I was so interested in catching this biopic on the marriage of Charles Darwin and his devoted Christian wife Emma. While his bulldogs picked up the cause, for the most part, Darwin avoided open fights with Christians and kept his beliefs to himself. Early in his life, mainly under pressure from his father, Charles had studied to be a parson. But as Darwin himself noted, "Thus disbelief crept over me at a very slow rate, but at last was complete. The rate was so slow that I felt no distress, and have never since doubted even for a single second that my conclusion was correct."

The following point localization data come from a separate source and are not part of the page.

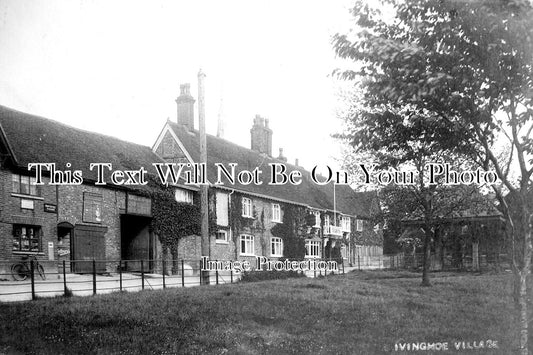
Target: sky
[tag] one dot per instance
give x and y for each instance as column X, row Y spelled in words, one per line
column 115, row 67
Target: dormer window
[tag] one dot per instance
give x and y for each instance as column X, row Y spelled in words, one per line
column 317, row 219
column 247, row 207
column 25, row 185
column 276, row 213
column 182, row 195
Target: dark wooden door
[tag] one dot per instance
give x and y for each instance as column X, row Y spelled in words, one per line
column 89, row 245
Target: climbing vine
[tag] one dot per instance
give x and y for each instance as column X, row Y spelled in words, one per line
column 173, row 220
column 291, row 231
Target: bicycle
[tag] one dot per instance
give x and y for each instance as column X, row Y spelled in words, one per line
column 22, row 269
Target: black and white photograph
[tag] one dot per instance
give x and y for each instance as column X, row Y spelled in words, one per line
column 266, row 177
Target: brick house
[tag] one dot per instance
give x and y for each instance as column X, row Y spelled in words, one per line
column 247, row 213
column 58, row 222
column 87, row 221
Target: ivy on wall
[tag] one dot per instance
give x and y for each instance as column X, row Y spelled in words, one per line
column 292, row 231
column 173, row 220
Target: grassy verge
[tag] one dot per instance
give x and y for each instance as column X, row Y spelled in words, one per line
column 357, row 313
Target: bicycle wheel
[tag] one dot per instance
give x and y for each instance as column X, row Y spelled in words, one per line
column 40, row 269
column 19, row 271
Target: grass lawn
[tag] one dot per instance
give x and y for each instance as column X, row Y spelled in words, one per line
column 356, row 313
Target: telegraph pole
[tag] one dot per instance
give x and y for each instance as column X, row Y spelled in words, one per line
column 204, row 208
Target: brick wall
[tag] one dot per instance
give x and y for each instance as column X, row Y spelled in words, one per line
column 11, row 213
column 70, row 209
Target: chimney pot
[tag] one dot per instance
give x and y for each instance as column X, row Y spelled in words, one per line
column 185, row 103
column 261, row 136
column 281, row 157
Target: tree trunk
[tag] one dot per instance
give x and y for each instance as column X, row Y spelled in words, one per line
column 475, row 256
column 523, row 274
column 439, row 252
column 427, row 258
column 522, row 301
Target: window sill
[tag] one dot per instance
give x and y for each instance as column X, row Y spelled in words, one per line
column 29, row 197
column 19, row 252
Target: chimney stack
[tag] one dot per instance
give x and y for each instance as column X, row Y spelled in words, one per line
column 261, row 136
column 281, row 157
column 185, row 104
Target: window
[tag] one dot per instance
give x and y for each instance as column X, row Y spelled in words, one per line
column 317, row 218
column 276, row 247
column 246, row 207
column 276, row 213
column 221, row 237
column 26, row 238
column 247, row 245
column 222, row 208
column 25, row 185
column 345, row 224
column 312, row 249
column 92, row 207
column 182, row 195
column 359, row 225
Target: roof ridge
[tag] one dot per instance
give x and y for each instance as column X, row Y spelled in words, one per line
column 72, row 127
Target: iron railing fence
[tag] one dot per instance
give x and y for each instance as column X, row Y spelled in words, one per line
column 91, row 277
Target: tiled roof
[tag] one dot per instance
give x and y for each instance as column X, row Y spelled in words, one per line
column 308, row 193
column 35, row 139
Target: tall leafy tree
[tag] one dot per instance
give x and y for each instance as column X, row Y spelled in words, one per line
column 463, row 70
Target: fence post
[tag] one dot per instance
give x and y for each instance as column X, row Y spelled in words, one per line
column 32, row 278
column 216, row 272
column 65, row 278
column 142, row 274
column 120, row 272
column 182, row 273
column 164, row 272
column 94, row 277
column 200, row 272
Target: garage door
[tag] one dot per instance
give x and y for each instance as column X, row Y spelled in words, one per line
column 88, row 245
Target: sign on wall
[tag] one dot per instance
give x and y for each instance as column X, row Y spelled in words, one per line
column 50, row 208
column 139, row 205
column 92, row 207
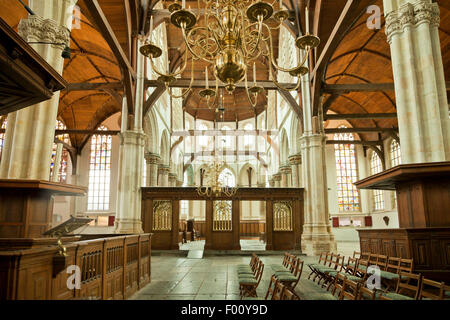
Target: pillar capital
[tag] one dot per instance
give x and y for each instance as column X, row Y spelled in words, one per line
column 295, row 159
column 152, row 158
column 38, row 29
column 402, row 15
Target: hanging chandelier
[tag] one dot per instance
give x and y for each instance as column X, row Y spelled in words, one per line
column 215, row 184
column 234, row 35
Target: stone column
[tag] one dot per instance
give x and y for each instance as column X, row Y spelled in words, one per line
column 420, row 89
column 57, row 162
column 172, row 177
column 152, row 160
column 31, row 131
column 294, row 161
column 317, row 236
column 164, row 175
column 277, row 179
column 132, row 143
column 286, row 176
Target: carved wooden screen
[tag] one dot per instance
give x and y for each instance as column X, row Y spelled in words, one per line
column 162, row 215
column 222, row 218
column 282, row 216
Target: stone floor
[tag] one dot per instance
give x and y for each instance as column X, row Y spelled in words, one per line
column 215, row 278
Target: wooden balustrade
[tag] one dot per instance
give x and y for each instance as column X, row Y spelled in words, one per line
column 110, row 268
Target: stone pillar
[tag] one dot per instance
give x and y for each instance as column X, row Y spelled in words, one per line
column 152, row 160
column 128, row 217
column 317, row 235
column 132, row 142
column 277, row 179
column 294, row 161
column 420, row 89
column 57, row 162
column 286, row 176
column 172, row 177
column 164, row 175
column 30, row 132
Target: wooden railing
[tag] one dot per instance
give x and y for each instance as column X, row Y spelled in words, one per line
column 110, row 268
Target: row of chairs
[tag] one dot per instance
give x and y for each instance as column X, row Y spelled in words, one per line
column 277, row 291
column 393, row 272
column 289, row 272
column 250, row 276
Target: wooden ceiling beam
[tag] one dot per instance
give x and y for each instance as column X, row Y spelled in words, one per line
column 360, row 116
column 184, row 83
column 128, row 73
column 350, row 14
column 212, row 133
column 359, row 130
column 85, row 86
column 356, row 142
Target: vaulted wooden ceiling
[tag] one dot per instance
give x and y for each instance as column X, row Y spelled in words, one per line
column 349, row 53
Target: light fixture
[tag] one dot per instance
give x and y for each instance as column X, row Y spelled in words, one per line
column 234, row 35
column 215, row 185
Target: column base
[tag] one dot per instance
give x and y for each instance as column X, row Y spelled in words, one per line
column 128, row 226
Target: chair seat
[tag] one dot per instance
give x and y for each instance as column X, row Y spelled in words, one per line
column 396, row 296
column 250, row 281
column 388, row 275
column 351, row 277
column 286, row 277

Emma was Charles’ first cousin and had known him since they were children. After several rejections, at the age of 30, she finally accepted Darwin’s proposal of marriage. For the most part, the couple seemed to have a happy life together in the rural village of Down, well as happy as you can be with ten children running around. Like all of us they had their problems, Charles battled a mysterious illness throughout their marriage and many of those around the Darwins credit her patience and nursing ability with helping Charles to continue his scientific research and writing. The couple also lost three of their children. The death of 10-year-old Annie, the second child and eldest girl, of scarlet fever was particularly hard on Charles as she was the apple of her father’s eye. Charles acknowledged as much when he said, "We have lost the joy of the household, and the solace of our old age ... Oh that she could now know how deeply, how tenderly we do still and shall ever love her dear joyous face.” Yet, there was a rub in their marriage. Emma was deeply religious, actively involved in her church, even helping the parson’s wife met the needs of the poor, sick, and elderly of the community. In turn, Charles’ theory and Agnostic religious outlook became a major source of contention in the marriage, particularly after Annie’s death. The fact that his religious outlook concerned his wife greatly pained him and he tried as gently as he could to communicate his thoughts.

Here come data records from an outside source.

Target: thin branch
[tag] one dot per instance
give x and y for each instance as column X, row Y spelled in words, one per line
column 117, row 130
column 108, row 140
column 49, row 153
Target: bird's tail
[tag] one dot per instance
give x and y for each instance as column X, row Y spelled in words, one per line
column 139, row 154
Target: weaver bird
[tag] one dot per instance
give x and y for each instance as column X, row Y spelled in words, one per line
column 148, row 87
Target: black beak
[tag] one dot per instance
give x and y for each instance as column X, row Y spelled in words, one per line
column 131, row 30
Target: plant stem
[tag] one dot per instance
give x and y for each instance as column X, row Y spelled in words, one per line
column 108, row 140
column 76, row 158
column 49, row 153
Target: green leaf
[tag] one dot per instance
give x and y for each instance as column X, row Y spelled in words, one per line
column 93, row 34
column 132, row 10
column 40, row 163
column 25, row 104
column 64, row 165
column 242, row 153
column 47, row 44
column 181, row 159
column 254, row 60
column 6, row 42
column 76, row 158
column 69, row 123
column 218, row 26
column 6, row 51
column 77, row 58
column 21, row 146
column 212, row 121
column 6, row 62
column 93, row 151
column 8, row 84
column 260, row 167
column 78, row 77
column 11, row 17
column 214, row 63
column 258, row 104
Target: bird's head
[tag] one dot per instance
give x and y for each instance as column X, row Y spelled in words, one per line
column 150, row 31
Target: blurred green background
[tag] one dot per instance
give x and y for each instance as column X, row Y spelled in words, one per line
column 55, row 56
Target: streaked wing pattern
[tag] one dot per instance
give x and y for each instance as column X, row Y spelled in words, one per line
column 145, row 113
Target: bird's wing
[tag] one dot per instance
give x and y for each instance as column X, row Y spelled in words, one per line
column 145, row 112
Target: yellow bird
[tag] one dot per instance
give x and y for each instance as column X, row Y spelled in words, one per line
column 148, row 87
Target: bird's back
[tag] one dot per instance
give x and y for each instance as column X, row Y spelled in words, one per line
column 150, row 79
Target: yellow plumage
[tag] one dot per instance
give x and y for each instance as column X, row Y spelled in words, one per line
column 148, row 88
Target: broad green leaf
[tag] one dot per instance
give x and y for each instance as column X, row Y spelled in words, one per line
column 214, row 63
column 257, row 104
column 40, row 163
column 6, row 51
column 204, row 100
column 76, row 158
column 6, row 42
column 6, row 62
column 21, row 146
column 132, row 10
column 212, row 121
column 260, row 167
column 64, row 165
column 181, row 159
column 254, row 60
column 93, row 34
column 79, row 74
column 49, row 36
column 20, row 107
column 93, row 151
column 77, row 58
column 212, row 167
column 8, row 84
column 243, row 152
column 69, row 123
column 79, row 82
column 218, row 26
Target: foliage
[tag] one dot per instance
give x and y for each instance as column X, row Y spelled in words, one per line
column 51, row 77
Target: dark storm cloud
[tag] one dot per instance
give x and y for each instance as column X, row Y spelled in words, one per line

Dry English period piece, involving emotions and deep thoughts, with no action sequences, those words pretty much sum up if this movie is meant for you. For the most part, Jennifer Connelly has rarely gone for the big payday (Dark Water and The Hulk are exceptions) and done quality work in quality films. (One of the most underrated love stories in the last few years was her movie Waking The Dead.) She continues that trend here with her real-life husband Paul Bettany.
I love movies like this because they are simple stories that entertain us for a couple of hours. Real life is a lot of things, but simple is not one of them. As much as I want the world to be a Dr. Phil existence with clean-cut lines and easy answers, it is not the case. When you research, really study, the theory of evolution, it is a wonderful and complicated journey. Like a detective, when you let the facts speak for themselves, the genome and the fossil record, a person has to admit that something is there, that evolution really happens. What it means to your philosophical and religious outlook is a story that takes more space than we have here, or could even write for that matter. Nietzsche could not escape his Lutheran upbringing and Mother Teresa was filled with doubt about the truth of the story she was living out. It’s the same for you or me.